Vale lembrar que as entidades representativas das comunidades quilombolas de Alcântara participaram do referido GTI, instituído pelo Decreto n. 11.502, em abril de 2023, durante seis meses, ocupando as vagas destinadas à representação quilombola. Conforme o Decreto 11.502/2023, a composição do GTI contou com 13 representações governamentais e apenas quatro representações quilombolas, o que revelou um drástico desequilíbrio de poder na representatividade. Ressalte-se que nenhuma representação quilombola de Alcântara ou de suas instituições de assessoria técnica e jurídica, incluindo as peticionárias perante o Sistema Interamericano de Direitos Humanos, foi consultada sobre a criação do GTI, recebido com surpresa quando anunciado na audiência da Corte Interamericana de Direitos Humanos, em abril de 2023.

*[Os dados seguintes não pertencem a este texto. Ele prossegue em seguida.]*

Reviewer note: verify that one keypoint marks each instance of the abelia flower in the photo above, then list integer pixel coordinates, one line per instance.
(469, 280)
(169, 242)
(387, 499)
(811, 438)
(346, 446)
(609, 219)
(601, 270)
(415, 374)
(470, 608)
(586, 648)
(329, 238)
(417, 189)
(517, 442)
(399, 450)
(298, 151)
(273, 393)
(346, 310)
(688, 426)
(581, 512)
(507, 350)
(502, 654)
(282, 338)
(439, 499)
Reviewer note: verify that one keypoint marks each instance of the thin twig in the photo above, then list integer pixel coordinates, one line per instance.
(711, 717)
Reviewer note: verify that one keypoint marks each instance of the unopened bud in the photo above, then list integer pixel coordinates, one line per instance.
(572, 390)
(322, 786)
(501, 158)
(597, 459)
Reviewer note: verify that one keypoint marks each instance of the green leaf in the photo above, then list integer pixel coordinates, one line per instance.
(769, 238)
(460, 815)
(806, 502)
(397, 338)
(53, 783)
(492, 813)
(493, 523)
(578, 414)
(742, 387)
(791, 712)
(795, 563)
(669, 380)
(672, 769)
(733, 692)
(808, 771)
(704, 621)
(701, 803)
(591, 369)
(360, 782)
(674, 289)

Durante o período em que atuou o referido GTI, ficou evidenciado que seu propósito seria buscar formas de conciliação entre os interesses dos militares da Força Aérea Brasileira e os direitos ancestrais ao território tradicional, aos recursos naturais e à propriedade coletiva das comunidades quilombolas. O governo brasileiro não ofereceu condições justas e equilibradas para o debate e não disponibilizou estudos técnicos e científicos para subsidiar a tomada de decisão, bem como não foi apresentado o planejamento das ações pretendidas. O GTI não buscou solucionar a dívida histórica do Estado brasileiro de titular as terras quilombolas. Ao invés disso, o Governo Federal buscou “alternativas para a titulação territorial” com o intuito de reiniciar processos de conciliação incumpridos ao longo de mais de 40 anos. Diante deste contexto, as entidades representativas das Comunidades Quilombolas de Alcântara decidiram por se retirar do Grupo de Trabalho Interministerial.

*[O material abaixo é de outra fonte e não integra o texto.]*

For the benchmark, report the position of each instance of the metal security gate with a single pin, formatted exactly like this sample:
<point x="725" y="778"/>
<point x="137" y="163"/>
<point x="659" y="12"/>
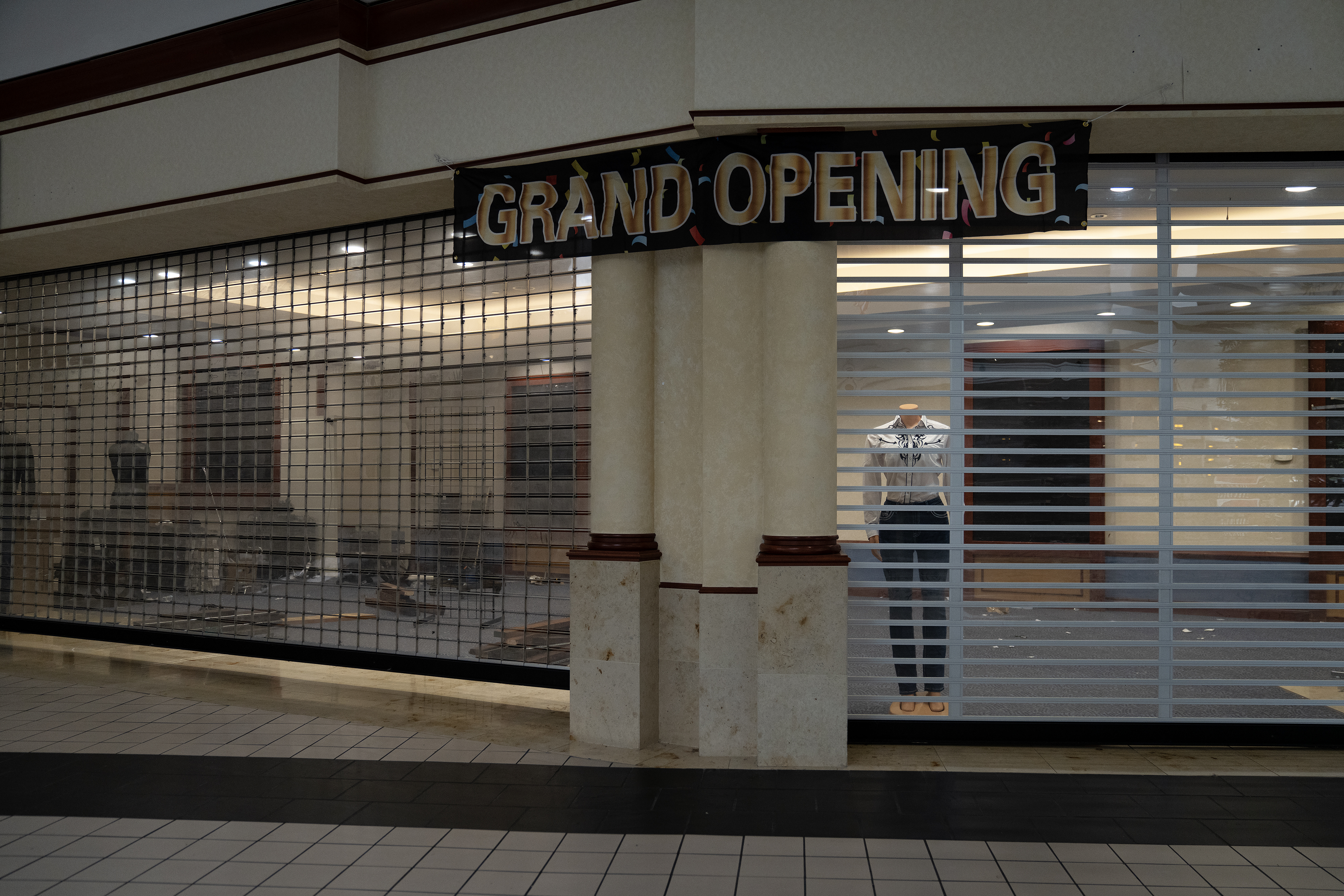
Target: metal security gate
<point x="303" y="442"/>
<point x="1132" y="503"/>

Em julho deste ano, a Organização Internacional do Trabalho (OIT) recomendou que o Brasil titule os territórios quilombolas do município de Alcântara e siga em relação ao caso o que está previsto na Convenção 169 da Organização OIT, que prevê a consulta prévia, livre e informada sobre projetos e medidas que afetem povos indígenas e comunidades tradicionais. Foi a primeira vez na história que a OIT emitiu recomendações sobre comunidades quilombolas no Brasil. As recomendações são resultado de uma Reclamação apresentada, em 2019, contra as violações de direitos dessas populações e o descumprimento da Convenção 169 por parte do governo brasileiro na implantação do Centro de Lançamento de Alcântara (CLA), na década de 1980. A denúncia foi apresentada pelo Sindicato de Trabalhadores e Trabalhadoras Rurais de Alcântara (STTR) e o Sindicato dos Trabalhadores e Trabalhadoras da Agricultura Familiar de Alcântara, em nome das comunidades quilombolas, do Movimento dos Atingidos pela Base Espacial de Alcântara (Mabe) e da Associação do Território Quilombola de Alcântara (Atequila).

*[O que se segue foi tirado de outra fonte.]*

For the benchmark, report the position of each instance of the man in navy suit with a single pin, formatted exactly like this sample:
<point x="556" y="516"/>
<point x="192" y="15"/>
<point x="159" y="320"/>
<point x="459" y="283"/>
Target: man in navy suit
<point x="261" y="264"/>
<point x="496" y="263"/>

Além disso, o Estado brasileiro é réu perante o Sistema Interamericano de Direitos Humanos. A denúncia foi apresentada à Comissão Interamericana de Direitos Humanos (CIDH) em 2001 por representantes de comunidades quilombolas do Maranhão, o Movimento dos Atingidos pela Base de Alcântara (Mabe), a Justiça Global, a Sociedade Maranhense de Direitos Humanos (SMDH), a Federação dos Trabalhadores na Agricultura do Estado do Maranhão (Fetaema), o Sindicato dos Trabalhadores e Trabalhadoras Rurais de Alcântara (STTR) e a Defensoria Pública da União (DPU). As violações denunciadas também são decorrentes dos deslocamentos forçados realizados para a instalação do CLA da Força Aérea Brasileira, bem como pela omissão do Estado brasileiro em titular o território quilombola. Além das desapropriações e remoções compulsórias, a perda do território impactou o direito à cultura, alimentação adequada, livre circulação, educação, saúde, saneamento básico e transporte de quase duzentas comunidades quilombolas.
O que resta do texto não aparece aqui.